These holy women are a reminder to us that, though the 1st century was a patriarchal time and women had virtually no voice, nevertheless it was the women who provided the resources, protection and support for the early Church. 

Lydia, "a dealer in purple cloth" and apparently a woman of means, though marginalized by her own Jewish community, "opened her heart to listen eagerly" to St. Paul's message, was baptized along with her household, and graciously gave lodging to Paul and his companions.

Phoebe, a proto-deacon, "a benefactor of many" in the community at Cenchrae, the port city of Corinth, and of St. Paul himself, gets a glowing recommendation by Paul to the church at Rome.

Dorcas, or Tabitha, was a woman of Joppa, on the seashore of Palestine WNW of Jerusalem. The writer of Acts describes her as  "devoted to good works and acts of charity". She fell gravely ill and died. They washed her and laid her out in an upstairs room, while some disciples ran to get St. Peter, who was staying at Lydda, a short distance away. They take Peter up to the room when he arrives, as all the widows stand beside him, "weeping and showing tunics and other clothing which Dorcas had made". Peter sends everyone outside, and kneels to pray. After a time, he stands and says "Tabitha, get up." Dorcas opens her eyes, sits up, and, with Peter's assistance, stands and is reunited with her widows' group.

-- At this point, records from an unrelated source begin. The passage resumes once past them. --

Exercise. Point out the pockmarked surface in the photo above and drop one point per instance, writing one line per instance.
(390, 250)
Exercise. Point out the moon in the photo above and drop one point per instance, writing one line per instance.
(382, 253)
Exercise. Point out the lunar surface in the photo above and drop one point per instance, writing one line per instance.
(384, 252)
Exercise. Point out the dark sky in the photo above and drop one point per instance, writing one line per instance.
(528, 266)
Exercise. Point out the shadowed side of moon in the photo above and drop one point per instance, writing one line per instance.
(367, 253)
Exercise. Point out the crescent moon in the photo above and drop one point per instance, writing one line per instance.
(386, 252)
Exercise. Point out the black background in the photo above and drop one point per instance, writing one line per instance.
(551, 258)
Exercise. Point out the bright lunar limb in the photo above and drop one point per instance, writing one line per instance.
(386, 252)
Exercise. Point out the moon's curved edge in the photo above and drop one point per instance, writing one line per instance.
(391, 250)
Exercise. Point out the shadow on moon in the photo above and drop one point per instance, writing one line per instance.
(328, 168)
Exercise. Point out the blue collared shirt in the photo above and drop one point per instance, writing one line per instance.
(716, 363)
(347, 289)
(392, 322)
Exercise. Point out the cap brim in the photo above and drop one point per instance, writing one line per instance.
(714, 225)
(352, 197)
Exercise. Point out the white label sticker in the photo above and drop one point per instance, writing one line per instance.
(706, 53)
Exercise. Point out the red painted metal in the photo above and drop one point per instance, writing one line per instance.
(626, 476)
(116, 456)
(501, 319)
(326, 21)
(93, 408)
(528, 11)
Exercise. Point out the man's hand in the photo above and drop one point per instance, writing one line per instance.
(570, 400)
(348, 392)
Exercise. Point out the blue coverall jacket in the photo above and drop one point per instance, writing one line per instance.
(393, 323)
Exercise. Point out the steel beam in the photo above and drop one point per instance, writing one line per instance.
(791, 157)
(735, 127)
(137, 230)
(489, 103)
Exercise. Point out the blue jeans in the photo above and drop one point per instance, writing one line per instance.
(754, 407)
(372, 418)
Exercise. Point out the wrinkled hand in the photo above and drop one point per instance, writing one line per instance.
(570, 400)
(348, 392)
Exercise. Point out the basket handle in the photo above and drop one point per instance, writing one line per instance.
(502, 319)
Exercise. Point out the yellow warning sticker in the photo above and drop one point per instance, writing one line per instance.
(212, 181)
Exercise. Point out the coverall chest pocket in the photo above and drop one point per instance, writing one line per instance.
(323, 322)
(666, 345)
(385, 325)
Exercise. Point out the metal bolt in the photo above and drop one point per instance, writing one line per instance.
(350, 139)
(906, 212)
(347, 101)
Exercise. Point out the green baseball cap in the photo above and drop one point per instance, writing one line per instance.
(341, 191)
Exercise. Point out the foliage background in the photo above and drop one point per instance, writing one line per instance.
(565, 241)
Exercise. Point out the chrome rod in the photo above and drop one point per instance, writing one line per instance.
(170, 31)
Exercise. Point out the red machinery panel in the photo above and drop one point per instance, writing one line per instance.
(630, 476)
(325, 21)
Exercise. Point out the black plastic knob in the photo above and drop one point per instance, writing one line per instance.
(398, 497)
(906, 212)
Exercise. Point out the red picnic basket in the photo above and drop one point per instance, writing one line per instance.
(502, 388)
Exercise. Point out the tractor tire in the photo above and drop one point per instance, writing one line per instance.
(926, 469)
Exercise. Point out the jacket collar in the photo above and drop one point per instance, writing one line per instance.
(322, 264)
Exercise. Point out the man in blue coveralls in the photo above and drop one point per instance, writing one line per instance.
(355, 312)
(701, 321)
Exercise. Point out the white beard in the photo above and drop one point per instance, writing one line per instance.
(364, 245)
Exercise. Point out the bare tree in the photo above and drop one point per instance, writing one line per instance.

We all know many holy women, young and old, in our own day who quietly go about ministering to people in many ways. In giving thanks for the lives and witness of our three Holy Women today, let's also give special thanks for the holy women in our acquaintance and lives, faithful servants of the Church and the community, women who have, like Lydia, opened their hearts to the compassionate and loving Christ.